Torchbearer has a number of built-in regularisers which can be added to any image problem with a simple callback. In the example we will quickly demonstrate each one and give an example of how they modify the image.
Note: The easiest way to use this tutorial is as a colab notebook, which allows you to dive in with no setup. We recommend you enable a free GPU with
Runtime → Change runtime type → Hardware Accelerator: GPU
First we install torchbearer if needed.
try:
import torchbearer
except:
!pip install -q torchbearer
import torchbearer
print(torchbearer.__version__)
0.5.1.dev
For simplicity and speed, this example will use MNIST. MNIST also has the advantage that it is usually quite easy to overfit on, and so if you want to run this example with a more powerful model and for a few more epochs then you should see be able to see the power of each regulariser.
import torch
from torchvision import datasets, transforms
from torchbearer.cv_utils import DatasetValidationSplitter
transform = transforms.Compose([
transforms.ToTensor(),
transforms.Normalize((0.1307,), (0.3081,))
])
BATCH_SIZE = 128
dataset = datasets.MNIST('./data/mnist', train=True, download=True, transform=transform)

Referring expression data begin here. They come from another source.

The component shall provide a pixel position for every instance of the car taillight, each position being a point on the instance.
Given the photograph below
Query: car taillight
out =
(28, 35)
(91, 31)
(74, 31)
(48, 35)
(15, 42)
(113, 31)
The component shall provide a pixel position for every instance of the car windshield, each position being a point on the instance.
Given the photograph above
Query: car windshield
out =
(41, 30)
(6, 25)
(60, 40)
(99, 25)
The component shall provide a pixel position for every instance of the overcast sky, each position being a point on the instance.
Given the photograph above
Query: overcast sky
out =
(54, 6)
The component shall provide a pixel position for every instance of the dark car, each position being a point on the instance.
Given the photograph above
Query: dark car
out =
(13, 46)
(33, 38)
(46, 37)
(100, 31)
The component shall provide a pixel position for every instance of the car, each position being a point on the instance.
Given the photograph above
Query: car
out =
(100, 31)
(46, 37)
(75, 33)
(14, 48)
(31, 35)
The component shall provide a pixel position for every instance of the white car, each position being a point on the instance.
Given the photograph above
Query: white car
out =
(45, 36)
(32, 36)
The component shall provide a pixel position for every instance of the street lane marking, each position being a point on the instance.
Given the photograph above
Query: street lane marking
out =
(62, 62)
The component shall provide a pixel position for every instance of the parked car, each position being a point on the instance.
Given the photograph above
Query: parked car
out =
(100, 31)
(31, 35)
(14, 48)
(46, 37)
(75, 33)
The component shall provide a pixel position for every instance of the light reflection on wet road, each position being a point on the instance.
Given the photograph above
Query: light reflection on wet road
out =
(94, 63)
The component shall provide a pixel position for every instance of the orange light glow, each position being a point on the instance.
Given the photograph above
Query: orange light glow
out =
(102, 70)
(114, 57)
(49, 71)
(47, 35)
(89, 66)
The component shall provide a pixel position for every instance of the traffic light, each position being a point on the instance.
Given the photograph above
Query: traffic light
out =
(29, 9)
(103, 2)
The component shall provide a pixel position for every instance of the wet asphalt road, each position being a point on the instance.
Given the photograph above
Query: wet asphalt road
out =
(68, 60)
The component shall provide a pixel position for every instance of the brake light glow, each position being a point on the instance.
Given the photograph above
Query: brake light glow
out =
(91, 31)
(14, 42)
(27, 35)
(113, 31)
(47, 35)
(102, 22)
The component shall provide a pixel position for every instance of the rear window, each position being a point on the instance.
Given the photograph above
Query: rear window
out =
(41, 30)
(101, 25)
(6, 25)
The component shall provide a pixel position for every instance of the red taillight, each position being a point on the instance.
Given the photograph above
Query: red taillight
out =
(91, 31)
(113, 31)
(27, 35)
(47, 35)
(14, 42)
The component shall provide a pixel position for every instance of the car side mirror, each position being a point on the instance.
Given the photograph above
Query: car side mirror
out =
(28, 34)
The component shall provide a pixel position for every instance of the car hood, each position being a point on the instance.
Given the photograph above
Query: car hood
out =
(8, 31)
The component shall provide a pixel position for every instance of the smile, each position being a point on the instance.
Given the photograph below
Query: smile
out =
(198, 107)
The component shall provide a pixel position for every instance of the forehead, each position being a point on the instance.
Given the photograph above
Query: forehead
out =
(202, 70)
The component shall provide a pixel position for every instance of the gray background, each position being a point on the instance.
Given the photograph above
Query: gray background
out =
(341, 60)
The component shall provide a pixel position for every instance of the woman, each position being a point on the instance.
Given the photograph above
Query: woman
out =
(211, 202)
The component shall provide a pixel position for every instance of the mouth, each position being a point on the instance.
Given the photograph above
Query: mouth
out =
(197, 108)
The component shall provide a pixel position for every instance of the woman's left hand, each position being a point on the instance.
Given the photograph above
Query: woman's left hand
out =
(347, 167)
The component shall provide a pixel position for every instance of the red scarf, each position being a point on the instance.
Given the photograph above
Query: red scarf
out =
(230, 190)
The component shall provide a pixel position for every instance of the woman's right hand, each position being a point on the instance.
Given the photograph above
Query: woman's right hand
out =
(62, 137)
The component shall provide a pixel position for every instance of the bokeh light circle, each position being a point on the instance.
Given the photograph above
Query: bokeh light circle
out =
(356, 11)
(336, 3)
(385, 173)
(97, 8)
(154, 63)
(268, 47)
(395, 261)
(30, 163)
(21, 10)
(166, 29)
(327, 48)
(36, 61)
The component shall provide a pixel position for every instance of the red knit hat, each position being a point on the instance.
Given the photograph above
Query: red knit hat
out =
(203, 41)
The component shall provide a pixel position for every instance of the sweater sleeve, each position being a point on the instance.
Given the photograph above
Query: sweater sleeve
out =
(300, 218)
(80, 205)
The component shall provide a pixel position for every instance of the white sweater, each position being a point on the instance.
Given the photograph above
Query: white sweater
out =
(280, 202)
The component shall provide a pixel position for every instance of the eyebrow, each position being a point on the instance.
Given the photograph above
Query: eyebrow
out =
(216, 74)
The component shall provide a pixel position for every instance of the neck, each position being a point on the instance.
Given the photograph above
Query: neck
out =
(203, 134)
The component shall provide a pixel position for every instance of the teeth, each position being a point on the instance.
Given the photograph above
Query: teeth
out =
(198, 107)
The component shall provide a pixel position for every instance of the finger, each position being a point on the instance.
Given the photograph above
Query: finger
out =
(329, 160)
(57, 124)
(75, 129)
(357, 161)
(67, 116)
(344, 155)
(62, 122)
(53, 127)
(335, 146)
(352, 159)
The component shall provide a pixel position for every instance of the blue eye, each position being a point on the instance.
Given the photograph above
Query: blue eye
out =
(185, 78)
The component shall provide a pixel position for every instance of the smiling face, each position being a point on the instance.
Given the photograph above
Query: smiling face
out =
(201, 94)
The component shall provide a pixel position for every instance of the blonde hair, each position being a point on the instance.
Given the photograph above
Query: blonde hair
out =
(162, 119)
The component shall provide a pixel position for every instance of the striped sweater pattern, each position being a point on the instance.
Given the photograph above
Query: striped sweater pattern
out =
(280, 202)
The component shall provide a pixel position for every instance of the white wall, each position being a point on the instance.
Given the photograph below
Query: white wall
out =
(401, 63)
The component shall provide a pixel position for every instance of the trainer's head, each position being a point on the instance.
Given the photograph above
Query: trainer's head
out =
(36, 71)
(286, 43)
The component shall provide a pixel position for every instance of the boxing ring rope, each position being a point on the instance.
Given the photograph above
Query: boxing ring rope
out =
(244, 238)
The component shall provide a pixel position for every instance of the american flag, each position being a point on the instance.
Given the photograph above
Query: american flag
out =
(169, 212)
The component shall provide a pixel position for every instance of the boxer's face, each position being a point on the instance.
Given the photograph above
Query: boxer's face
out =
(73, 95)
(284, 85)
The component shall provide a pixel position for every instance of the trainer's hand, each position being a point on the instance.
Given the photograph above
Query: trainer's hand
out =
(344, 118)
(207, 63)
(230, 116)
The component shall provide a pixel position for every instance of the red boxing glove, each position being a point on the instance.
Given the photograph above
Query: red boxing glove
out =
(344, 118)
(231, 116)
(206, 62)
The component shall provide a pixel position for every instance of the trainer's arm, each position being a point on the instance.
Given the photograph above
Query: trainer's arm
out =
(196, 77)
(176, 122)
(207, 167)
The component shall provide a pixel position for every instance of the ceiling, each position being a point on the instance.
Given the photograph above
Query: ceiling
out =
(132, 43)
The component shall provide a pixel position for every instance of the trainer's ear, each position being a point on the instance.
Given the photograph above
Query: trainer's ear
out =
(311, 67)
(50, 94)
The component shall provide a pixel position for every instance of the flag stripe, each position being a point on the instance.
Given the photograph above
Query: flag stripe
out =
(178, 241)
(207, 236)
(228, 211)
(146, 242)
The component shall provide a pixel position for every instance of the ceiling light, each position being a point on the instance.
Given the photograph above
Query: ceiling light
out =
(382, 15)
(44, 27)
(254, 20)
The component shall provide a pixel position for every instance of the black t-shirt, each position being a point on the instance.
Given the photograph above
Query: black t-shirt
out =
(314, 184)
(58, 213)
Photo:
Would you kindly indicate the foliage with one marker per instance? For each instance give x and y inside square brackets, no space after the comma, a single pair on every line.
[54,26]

testset = datasets.MNIST(root='./data/mnist', train=False, download=True, transform=transform)
splitter = DatasetValidationSplitter(len(dataset), 0.1)
trainset = splitter.get_train_dataset(dataset)
valset = splitter.get_val_dataset(dataset)
traingen = torch.utils.data.DataLoader(trainset, pin_memory=True, batch_size=BATCH_SIZE, shuffle=True, num_workers=10)
valgen = torch.utils.data.DataLoader(valset, pin_memory=True, batch_size=BATCH_SIZE, shuffle=True, num_workers=10)
testgen = torch.utils.data.DataLoader(testset, pin_memory=True, batch_size=BATCH_SIZE, shuffle=False, num_workers=10)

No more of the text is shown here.